I'm Trying Not To Buy Books But I Failed Tonight!

I just bought a copy of Heidegger's Poetry, Language, Thought. Should be incredibly relevant to my interests, duh.

Should put me in contact with yet another monster of twentieth-century philosophy, duh.

Not sure when I'll get to it, obvi.

But I imagine that it has a lot to offer me and I'm excited to have the option of looking at it whenever I want.

Not blogging much these days because I'm busy, son.

I have, however, written the first page or two of the final part of AZI.

I will begin by examining Collingwood's final books, trying to see if there is a consistent relationship between politics and aesthetics in his late work.

I will argue that Collingwood's thinking can only lead to an attempt to theorize individual decision making, and inevitably, a theory of the education of the individual capacity for decision making.

In other words, I believe that Collingwood's project must be brought to bear on the Clausewtizian project of revolutionizing the relationship between history and philosophy, history and theory.

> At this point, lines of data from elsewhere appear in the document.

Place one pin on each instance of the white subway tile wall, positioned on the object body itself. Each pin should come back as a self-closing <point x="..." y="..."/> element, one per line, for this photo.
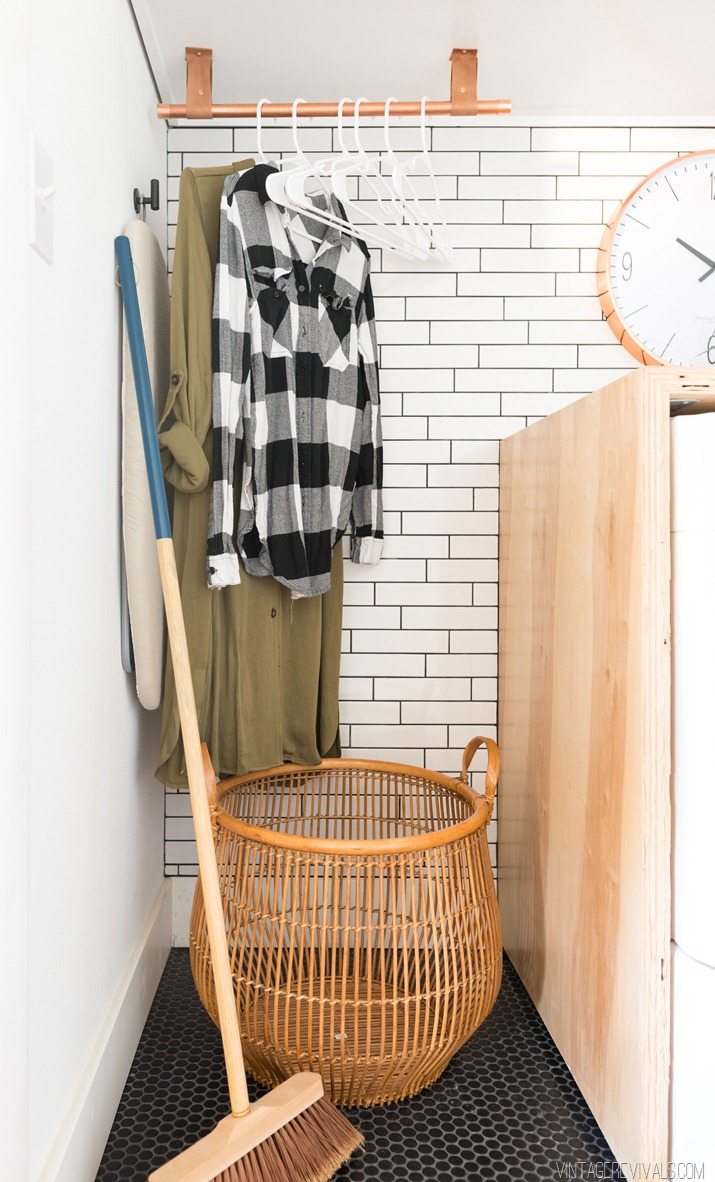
<point x="468" y="355"/>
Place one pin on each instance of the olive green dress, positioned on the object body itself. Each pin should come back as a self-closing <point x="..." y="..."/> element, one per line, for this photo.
<point x="265" y="667"/>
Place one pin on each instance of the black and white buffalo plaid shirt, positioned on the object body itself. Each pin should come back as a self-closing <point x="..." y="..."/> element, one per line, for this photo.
<point x="296" y="402"/>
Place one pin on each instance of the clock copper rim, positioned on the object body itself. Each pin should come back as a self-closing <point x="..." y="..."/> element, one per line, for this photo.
<point x="602" y="273"/>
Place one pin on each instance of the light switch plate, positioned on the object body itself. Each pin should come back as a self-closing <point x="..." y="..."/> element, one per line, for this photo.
<point x="43" y="200"/>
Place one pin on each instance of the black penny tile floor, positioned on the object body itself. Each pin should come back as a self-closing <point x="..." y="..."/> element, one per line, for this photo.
<point x="506" y="1109"/>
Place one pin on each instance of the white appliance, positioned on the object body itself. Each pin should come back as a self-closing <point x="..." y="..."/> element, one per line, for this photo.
<point x="693" y="537"/>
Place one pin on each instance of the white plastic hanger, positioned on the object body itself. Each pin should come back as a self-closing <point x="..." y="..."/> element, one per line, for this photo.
<point x="390" y="234"/>
<point x="294" y="196"/>
<point x="439" y="242"/>
<point x="259" y="130"/>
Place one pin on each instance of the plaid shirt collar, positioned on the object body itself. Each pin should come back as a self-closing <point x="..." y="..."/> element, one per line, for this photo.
<point x="254" y="181"/>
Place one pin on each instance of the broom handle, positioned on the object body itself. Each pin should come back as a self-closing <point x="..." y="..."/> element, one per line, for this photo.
<point x="208" y="869"/>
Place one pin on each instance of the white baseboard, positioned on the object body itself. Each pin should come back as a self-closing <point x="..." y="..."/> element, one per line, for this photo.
<point x="182" y="896"/>
<point x="77" y="1149"/>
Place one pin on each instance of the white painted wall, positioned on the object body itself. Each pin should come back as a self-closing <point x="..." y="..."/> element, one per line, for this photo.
<point x="85" y="749"/>
<point x="556" y="57"/>
<point x="14" y="615"/>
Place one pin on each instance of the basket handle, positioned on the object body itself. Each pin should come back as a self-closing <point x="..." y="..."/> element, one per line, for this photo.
<point x="493" y="762"/>
<point x="212" y="784"/>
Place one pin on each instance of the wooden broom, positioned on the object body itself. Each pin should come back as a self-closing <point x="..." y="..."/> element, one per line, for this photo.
<point x="292" y="1134"/>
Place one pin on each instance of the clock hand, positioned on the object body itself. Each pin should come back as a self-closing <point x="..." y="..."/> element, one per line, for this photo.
<point x="699" y="255"/>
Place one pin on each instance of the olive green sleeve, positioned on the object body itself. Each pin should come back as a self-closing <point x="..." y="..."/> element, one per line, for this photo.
<point x="186" y="415"/>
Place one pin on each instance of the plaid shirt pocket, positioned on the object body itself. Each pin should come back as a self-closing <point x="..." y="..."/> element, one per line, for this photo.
<point x="337" y="332"/>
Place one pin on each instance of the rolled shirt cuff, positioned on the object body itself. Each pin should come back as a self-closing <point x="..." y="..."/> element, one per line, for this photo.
<point x="366" y="550"/>
<point x="222" y="571"/>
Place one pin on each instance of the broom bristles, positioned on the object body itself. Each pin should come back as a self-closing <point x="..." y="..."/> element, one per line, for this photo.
<point x="310" y="1148"/>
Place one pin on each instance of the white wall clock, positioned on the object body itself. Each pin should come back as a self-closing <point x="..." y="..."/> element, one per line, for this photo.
<point x="656" y="277"/>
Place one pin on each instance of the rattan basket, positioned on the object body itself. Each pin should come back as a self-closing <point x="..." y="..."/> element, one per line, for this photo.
<point x="362" y="921"/>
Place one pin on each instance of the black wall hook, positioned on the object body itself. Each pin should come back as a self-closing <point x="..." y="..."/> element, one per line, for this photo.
<point x="141" y="201"/>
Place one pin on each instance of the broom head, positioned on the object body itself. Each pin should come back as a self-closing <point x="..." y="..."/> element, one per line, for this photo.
<point x="293" y="1134"/>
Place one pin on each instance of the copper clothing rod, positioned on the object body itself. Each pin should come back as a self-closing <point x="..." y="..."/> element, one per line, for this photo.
<point x="200" y="105"/>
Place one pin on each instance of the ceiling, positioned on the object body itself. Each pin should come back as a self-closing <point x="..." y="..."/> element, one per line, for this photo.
<point x="550" y="57"/>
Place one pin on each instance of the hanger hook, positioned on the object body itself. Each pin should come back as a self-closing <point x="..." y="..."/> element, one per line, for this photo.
<point x="259" y="129"/>
<point x="387" y="127"/>
<point x="423" y="123"/>
<point x="342" y="124"/>
<point x="356" y="125"/>
<point x="298" y="148"/>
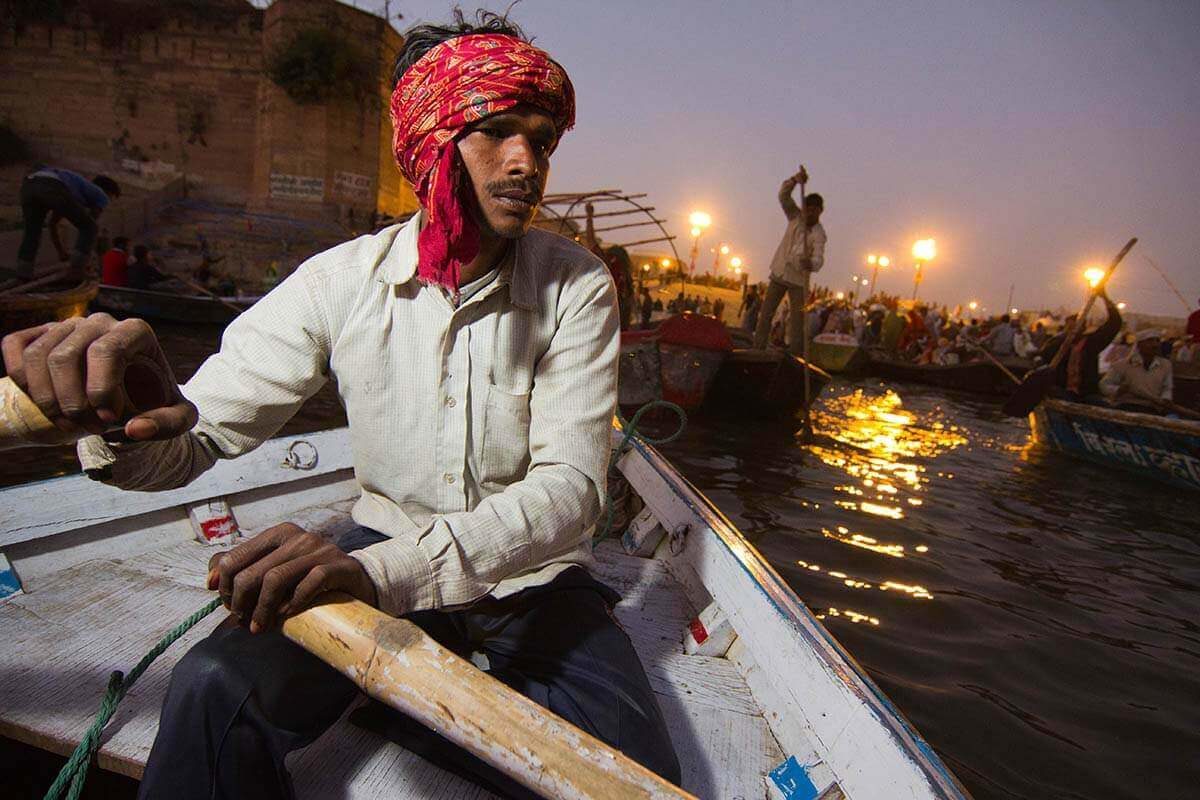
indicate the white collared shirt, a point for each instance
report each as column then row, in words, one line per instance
column 1132, row 376
column 480, row 433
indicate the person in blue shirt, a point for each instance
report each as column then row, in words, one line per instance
column 61, row 194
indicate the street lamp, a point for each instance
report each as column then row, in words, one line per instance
column 699, row 222
column 923, row 251
column 876, row 263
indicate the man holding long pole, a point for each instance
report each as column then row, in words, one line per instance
column 799, row 254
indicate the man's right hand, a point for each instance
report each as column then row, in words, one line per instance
column 94, row 372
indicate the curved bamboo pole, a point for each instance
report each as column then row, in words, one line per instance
column 397, row 663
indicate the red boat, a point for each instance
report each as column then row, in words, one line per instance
column 676, row 361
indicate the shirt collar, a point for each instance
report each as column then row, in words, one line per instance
column 399, row 264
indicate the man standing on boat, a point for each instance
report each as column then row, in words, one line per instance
column 1144, row 380
column 61, row 194
column 477, row 360
column 799, row 254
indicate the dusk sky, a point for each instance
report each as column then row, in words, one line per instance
column 1030, row 139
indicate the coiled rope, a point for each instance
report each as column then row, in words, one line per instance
column 631, row 432
column 76, row 769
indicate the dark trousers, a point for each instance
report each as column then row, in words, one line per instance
column 238, row 703
column 40, row 197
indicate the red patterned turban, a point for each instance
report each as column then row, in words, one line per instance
column 454, row 85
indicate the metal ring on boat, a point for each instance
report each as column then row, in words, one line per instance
column 678, row 539
column 297, row 458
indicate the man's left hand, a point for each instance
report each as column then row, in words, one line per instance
column 281, row 571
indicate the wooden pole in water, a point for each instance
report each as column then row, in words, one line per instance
column 396, row 662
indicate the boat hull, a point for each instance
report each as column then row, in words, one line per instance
column 840, row 355
column 1150, row 445
column 123, row 301
column 27, row 310
column 977, row 377
column 768, row 384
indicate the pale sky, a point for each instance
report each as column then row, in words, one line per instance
column 1029, row 138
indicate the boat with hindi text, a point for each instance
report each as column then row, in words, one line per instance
column 1153, row 446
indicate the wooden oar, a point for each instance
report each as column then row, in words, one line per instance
column 996, row 361
column 209, row 293
column 57, row 274
column 397, row 663
column 1038, row 383
column 807, row 433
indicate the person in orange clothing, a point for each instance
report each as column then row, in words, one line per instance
column 114, row 269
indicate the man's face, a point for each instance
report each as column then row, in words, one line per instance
column 508, row 160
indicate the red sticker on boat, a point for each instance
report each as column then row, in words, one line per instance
column 219, row 527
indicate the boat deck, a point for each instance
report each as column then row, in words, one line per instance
column 75, row 626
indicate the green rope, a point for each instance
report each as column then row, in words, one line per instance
column 631, row 432
column 76, row 769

Collingwood's work must culminate in a project of figuring out how to properly educate the political elites and the citizenry alike.

This means building a theory of decision making out of the fragments of aesthetic, political, historical, philosophical, and cultural analyses found in Collingwood's late work.

This man died before he was able to articulate such a thing. I want to take it on myself to carry his work to its logical end, to the theory of political education. For, as Collingwood insists, "The life of politics is the life of political education" (The New Leviathan, 260).

How does one carry out the political education of both the ruling elite and the citizenry, therefore, is the question that must be raised in response to Collingwood's final books. And it is the question I intend to answer with a little help from my friends, Clausewitz, Foucault, and Collingwood himself.

For I aim to be a Clausewitzian, a Foucaultian, and perhaps above all, a Collingwoodian.